Um die ganzen neu entstehenden Professorenstellen an den zwei chinesischen Standorten besetzen zu können, hoffen die deutschen Hochschulrektoren auf die Bewerbungen ihrer emeritierten Kollegen und von jungen aufstrebenden Lehrbeauftragten, denen dann der Titel eines Honorarprofessors winken könnte. Nach China gehen können aber auch aktive Professoren, die aber maximal für ein Jahr. Die Vergütung des Lehrkörpers soll die chinesische Seite nach der Anlaufphase ganz übernehmen.

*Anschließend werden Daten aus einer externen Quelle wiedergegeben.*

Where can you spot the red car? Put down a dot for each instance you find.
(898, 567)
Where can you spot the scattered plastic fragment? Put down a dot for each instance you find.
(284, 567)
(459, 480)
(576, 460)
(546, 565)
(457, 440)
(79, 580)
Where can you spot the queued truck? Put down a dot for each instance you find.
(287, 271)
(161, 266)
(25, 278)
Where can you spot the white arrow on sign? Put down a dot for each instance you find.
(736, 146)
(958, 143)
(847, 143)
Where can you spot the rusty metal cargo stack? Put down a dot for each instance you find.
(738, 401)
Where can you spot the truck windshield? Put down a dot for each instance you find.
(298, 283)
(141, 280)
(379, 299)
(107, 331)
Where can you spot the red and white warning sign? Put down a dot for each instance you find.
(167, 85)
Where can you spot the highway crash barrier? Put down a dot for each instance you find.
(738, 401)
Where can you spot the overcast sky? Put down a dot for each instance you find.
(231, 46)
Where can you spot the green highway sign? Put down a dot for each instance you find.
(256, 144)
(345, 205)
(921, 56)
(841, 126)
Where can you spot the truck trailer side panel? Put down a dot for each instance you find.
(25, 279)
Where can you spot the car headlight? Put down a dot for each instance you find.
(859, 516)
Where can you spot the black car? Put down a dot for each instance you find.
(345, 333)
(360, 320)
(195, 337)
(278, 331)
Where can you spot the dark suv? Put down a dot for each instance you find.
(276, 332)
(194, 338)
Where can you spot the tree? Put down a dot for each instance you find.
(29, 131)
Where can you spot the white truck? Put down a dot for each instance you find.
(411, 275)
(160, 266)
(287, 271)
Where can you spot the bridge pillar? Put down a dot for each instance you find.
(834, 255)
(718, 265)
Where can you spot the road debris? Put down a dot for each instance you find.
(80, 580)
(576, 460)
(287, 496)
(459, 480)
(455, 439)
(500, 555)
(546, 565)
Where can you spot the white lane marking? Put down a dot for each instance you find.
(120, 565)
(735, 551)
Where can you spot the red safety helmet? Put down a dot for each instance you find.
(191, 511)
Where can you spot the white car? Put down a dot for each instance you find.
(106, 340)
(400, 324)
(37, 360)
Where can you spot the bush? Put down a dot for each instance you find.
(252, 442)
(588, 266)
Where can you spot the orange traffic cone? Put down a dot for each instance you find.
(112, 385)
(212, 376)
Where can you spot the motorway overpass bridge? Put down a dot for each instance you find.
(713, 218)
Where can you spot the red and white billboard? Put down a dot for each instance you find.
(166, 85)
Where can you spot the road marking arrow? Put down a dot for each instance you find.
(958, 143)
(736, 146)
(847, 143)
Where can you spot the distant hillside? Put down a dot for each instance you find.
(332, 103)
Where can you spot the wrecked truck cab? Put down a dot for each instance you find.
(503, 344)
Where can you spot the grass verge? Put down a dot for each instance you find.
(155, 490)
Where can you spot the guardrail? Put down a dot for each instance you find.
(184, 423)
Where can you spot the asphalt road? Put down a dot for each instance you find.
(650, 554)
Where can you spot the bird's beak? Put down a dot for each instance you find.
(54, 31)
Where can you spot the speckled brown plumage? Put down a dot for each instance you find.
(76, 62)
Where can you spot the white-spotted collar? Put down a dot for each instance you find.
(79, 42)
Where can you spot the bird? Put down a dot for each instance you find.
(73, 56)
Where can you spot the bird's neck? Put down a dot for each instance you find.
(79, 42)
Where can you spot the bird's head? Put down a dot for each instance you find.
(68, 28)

Kontakte nach China sind nicht neu: Die Franz-Liszt-Hochschule Weimar beispielsweise unterhält ein Büro in Peking, von dem aus Talente für ein Studium in Thüringen gewonnen werden sollen, die Münchner Musikhochschule kooperiert mit dem Konservatorium in Shanghai, ebenso die Hochschule in Hamburg, wo kürzlich die ersten chinesischen Studierenden den deutsch-chinesischen Master-Studiengang antreten haben. Die UdK wiederum bietet seit Sommer 2006 an der „China Academy of Art“ in Hangzhou einen weiterbildenden Master-Studiengang für Bildende Kunst und Gestaltung an. Doch eine eigene „Deutsche Universität für Musik und Darstellende Kunst“ in China wäre ein Schritt von historischer Dimension.